Most important step is to identify individual strengths to better utilize for the benefit of the individual and manage areas of improvement which drains the energy. Aligning the strengths with the leadership competencies of the organisation is very important. There are lot of assessment tools available in the market to identify individual strengths and areas of improvement. Choose the right one. No recommendations here.
Those of you who are familiar with the Johari window will know that the main objective of the model is for leaders to always strive to increase their open area while reducing their blind, hidden and unknown areas. One way to accomplish this objective is to increase self-awareness by seeking or soliciting feedback, thereby helping you move away from your “blind” area to your “open” area.
The key is however is in your pocket and you need to search for it.

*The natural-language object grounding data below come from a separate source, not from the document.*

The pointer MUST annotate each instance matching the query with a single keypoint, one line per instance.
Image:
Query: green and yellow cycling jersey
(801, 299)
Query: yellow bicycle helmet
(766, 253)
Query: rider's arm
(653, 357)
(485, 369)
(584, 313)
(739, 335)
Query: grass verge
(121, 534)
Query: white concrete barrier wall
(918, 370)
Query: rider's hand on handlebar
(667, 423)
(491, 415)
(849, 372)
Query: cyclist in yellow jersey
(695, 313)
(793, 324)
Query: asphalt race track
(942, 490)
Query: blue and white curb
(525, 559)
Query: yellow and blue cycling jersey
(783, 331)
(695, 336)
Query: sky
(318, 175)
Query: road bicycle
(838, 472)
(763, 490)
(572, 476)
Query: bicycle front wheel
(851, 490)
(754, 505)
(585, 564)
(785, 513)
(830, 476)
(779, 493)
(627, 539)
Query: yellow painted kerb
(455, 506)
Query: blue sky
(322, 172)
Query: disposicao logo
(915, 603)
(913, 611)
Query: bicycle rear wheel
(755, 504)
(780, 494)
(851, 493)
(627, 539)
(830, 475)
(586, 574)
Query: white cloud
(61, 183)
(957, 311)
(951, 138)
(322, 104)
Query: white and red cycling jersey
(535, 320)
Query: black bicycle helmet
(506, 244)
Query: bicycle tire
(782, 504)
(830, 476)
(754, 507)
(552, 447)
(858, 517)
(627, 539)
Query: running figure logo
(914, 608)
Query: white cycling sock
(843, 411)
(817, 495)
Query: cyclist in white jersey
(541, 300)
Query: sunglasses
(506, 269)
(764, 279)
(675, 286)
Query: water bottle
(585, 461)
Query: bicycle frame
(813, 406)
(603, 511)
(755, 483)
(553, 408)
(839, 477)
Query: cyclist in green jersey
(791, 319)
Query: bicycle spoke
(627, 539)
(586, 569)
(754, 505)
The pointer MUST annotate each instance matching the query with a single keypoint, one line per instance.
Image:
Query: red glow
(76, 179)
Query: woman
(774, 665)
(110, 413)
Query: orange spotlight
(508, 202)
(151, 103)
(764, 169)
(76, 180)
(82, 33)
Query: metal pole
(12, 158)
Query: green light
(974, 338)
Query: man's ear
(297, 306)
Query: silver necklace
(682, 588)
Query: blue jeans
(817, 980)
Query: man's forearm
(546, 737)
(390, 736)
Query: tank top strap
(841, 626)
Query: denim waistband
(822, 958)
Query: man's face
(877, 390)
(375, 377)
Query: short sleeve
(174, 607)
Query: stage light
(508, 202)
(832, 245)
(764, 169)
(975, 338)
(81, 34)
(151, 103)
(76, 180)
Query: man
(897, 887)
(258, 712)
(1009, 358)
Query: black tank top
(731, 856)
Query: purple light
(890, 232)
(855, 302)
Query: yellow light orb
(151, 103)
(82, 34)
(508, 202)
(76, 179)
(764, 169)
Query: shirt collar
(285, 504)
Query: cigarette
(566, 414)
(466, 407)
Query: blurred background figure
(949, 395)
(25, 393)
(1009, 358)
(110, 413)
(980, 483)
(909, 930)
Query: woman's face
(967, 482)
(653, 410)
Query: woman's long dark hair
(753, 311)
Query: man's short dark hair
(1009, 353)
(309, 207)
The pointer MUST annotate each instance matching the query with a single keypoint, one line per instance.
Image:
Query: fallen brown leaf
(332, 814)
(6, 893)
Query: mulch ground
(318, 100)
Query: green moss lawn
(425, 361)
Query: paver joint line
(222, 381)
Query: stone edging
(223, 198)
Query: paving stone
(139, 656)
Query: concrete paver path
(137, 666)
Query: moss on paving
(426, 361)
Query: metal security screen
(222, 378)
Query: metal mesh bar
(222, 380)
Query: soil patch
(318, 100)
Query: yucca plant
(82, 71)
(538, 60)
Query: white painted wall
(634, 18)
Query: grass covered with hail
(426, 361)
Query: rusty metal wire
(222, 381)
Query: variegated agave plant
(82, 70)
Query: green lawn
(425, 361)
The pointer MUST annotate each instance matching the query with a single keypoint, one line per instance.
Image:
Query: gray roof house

You will surely get it if you look for it. This is not a modern management concept. Socrates said, “Know Thyself” and “An unexamined life is not worth living.” In fact the words “Know Thyself” were inscribed at the temple wall at Delphi in Greece sometime during the 6th century B.C. This very brief but powerful message was clear to the philosophers of their time.
Fast forward a couple of thousand years later. Leaders spend so much time and money trying to get a grasp on the dynamics of their organisations and their business worlds that they often forget to study themselves. When you don’t know yourself as well as you should, you can’t fully capitalize on your strengths or minimize your weaknesses.
Find yourself and be yourself. Remember there is no one else in this world like you! Leaders, especially the successful ones and the ones who want to be successful should guard against ascribing to themselves qualities and attributes which they may not have, or may have in a measure much less than what they think they have. Leaders should be open to feedback so that a real understanding of self exists.